Oh, the Games We Play
Remember how great EMRs were in helping you code better? Well, now the government believes hospitals are using the EMR as a tool to “inflate payments or to exaggerate the intensity of treatments in order to reap profits from Medicare.” Now this should scare you. First of all, our coding system is a joke. An ear infection could be a level three or four depending on how much you document. You can game the system, which is wrong. That being said, many systems are on self-pilot and basically code for us. I am using one now. That has got the government pissed. Attorney General Eric Holder and US Health and Human Services Secretary Kathleen Sebelius have sent letters out to chief executives of five groups stating, “We will not tolerate health care fraud. Law enforcement will take appropriate steps to pursue healthcare providers who misuse electronic health records to bill for services never provided”. What? They are making this a criminal case? Read the original NY Times article here. What amazes me is that the coding system was created by the government but when it is used to its fullest by doctors it puts them at risk of going to jail. Are you kidding me?
All this EMR/coding/billing/marketing/medicine is a business not a profession stuff was a big factor in my retiring early. If I had wanted an MBA I would have got one.

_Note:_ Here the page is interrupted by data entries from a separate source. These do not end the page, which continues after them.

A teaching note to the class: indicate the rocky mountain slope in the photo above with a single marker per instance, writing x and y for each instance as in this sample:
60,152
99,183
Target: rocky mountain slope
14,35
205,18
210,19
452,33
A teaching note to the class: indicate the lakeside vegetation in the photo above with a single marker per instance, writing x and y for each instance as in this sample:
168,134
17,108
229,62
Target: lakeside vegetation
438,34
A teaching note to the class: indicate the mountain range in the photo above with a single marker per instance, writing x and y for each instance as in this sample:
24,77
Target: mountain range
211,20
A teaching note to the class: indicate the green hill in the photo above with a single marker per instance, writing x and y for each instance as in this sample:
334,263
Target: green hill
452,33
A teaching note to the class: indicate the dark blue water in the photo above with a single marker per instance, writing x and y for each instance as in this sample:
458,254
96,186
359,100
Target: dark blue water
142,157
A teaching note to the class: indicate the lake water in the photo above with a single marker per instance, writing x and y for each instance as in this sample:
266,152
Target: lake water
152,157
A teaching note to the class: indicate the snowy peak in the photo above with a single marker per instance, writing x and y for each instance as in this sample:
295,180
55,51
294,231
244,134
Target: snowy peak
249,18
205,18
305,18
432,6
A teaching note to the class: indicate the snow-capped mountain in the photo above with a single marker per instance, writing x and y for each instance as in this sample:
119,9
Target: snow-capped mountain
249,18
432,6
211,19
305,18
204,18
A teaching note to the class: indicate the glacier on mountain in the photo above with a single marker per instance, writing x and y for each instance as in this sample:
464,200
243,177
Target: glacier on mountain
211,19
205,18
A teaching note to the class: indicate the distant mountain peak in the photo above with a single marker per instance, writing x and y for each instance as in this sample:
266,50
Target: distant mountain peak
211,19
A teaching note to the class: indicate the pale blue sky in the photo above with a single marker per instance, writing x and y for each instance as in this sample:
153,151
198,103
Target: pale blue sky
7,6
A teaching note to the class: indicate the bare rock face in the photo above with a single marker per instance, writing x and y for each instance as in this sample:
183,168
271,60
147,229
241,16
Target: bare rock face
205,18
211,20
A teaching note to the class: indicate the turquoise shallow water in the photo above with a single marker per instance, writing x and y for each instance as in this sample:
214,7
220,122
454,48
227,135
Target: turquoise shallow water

All this EMR/coding/billing/business not clinical medicine bull#$%^ is a main reason I retired early. If I had wanted an MBA I would have got one.
I hope they crack down by paying for billing auditors sophisticated enough to know when a complete review of systems or 8 item physical is indicated, and what useful information should be in an assesment or HPI. Maybe then we could actually read each others records again for the purpose of understanding what happened at the visit, the original purpose to keeping a record to begin with. But that wouldn’t work because we’d all go broke. Or maybe they’ll scrap the whole rediculous E and M codes, since they are too laughably complex to explain to patient watch dogs, in favor of the hard to abuse and fairer payment by the minute – and then we wouldn’t have to do stupid medically unnecessary stuff just to get paid for taking the time to get the right information or all the unreimbursed medically necessary services. it really is silly when you think about it. The wrong med list or a bad HPI from a difficult patient can lead to a wrong diagnosis, while the frequent case of the primary care patient who needs two of his chronic problems, one or two acute problems, and at least one prevention issue dealt with at one visit pays the same as an acute visit for a URI. Maybe a coding system with input from people who provide ongoing primary care would fix the fraud problem as well as the comprehensive primary care shortage and the emphasis on acute care in America today.
With a team like that, it’s no wonder Obama blew a once-in-a-generation chance at strengthening the financial system.
Ah, so.
What this really means is that I won’t be able to dispose of the paper backing up my practitioners’ electronic records. That is, the paper demonstrating that they actually did do the exams and the previous visit wasn’t just pulled forward and modified here and there.
Love it. Electronic medical records that have to be backed up by paper.
I have read in many places, and heard at conferences, that a high percentage of physician billing has been under-coded for fear of being audited. But now, with EMRs, we are coding more correctly, and being reimbursed more properly.
Ahhh, the Law of Unintended Consequences strikes again!
Of course it’s being criminalized! There was a case somewhere out west (CA?) some years back when large insurance company was sued for disallowing too many Level 4 visits by a physician group, even though properly documented. Think about it: for years residents were trained to think in terms of coding optimally, which is by definition gaming the system! Now billing for too much work, doing exactly as they were trained, is mischaracterized as fraud. So charge all you want, but don’t be too far outside of the norm. This is another layer of ThoughtCrime as crowd control. And all the “single payer” advocates who read this site would be wrong to read this as hysteria. This is furthering exactly what they unwittingly have sought.